Share via


Migrate from classic compute to serverless compute

Migrate your workloads from classic compute to serverless compute. Serverless compute handles provisioning, scaling, runtime upgrades, and optimization automatically.

Most classic workloads can migrate with minimal or no code changes. This page focuses on those workloads. Some features, such as df.cache, are not yet supported on serverless, but will not require code changes once available. Certain workloads that depend on R or Scala notebooks require classic compute and will not be able to migrate to serverless. For a full list of current limitations, see Serverless compute limitations.

Migration steps

To migrate your workloads from classic compute to serverless compute, follow these steps:

  1. Check prerequisites: Verify that your workspace, networking, and cloud storage access meet the requirements. See Before you begin.
  2. Update code: Make any necessary code and configuration changes. See Update your code.
  3. Test your workloads: Validate compatibility and correctness before cutting over. See Test your workloads.
  4. Choose a performance mode: Select the performance mode that best matches your workload requirements. See Choose a performance mode.
  5. Migrate in phases: Roll out serverless incrementally, starting with new and low-risk workloads. See Migrate in phases.
  6. Monitor costs: Track serverless DBU consumption and set up alerts. See Monitor costs.

Before you begin

Before you begin migrating, you might need to update some legacy configurations in your workspace.

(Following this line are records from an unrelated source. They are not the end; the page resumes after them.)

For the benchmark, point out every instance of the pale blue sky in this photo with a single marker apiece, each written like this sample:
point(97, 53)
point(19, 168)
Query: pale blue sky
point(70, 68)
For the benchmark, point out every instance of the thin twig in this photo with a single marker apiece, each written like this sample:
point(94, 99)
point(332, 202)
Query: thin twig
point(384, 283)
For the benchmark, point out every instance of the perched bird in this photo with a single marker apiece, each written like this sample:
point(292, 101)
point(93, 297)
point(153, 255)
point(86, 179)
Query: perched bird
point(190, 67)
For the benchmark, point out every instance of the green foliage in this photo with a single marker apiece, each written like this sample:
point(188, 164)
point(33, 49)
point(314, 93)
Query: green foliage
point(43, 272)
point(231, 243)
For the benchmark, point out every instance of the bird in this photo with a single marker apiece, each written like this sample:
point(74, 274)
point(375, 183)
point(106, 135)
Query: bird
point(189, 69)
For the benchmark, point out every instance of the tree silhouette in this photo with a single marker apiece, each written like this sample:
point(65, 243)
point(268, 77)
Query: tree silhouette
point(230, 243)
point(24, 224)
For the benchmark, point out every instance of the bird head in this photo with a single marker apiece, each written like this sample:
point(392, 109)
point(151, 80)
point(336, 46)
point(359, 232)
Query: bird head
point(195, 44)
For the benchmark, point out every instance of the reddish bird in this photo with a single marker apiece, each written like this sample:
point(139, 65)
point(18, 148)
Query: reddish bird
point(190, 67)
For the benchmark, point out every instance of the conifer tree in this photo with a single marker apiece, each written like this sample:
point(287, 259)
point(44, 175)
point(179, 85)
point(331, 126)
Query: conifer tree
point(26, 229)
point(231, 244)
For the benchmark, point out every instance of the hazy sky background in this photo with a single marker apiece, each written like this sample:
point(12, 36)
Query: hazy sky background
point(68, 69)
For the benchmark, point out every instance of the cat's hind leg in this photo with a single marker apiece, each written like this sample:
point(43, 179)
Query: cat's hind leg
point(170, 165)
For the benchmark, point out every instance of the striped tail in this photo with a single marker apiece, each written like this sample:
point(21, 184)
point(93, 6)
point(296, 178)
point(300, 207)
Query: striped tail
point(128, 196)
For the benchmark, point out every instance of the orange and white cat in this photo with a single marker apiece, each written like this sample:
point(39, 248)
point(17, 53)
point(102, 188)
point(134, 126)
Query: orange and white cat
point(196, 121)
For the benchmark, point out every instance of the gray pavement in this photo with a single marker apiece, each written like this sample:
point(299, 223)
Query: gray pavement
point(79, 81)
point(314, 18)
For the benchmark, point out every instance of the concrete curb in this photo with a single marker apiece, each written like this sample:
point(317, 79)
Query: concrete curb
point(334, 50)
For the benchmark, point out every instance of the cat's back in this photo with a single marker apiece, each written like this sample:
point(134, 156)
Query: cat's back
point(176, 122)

Prerequisite Action Details
Workspace is enabled for Unity Catalog Migrate from Hive Metastore if needed Upgrade an Azure Databricks workspace to Unity Catalog
Networking configured Replace VPC peering with NCCs, Private Link, or firewall rules Serverless compute plane networking
Cloud storage access Replace legacy data access patterns with Unity Catalog external locations Connect to cloud object storage using Unity Catalog

Confirm your workspace is in a supported region.

Update your code

The following sections list the code and configuration changes required to make your workloads compatible with serverless.

Data access

Legacy data access patterns are not supported on serverless. Update your code to use Unity Catalog instead.

Classic pattern Serverless replacement Details
DBFS paths (dbfs:/...) Unity Catalog volumes What are Unity Catalog volumes?
Hive Metastore tables Unity Catalog tables (or HMS Federation) Upgrade an Azure Databricks workspace to Unity Catalog
Storage account credentials Unity Catalog external locations Connect to cloud object storage using Unity Catalog
Custom JDBC JARs Lakehouse Federation What is query federation?

Warning

DBFS access is limited on serverless. Update all dbfs:/ paths to Unity Catalog volumes before migrating. For more information, see Migrate files stored in DBFS.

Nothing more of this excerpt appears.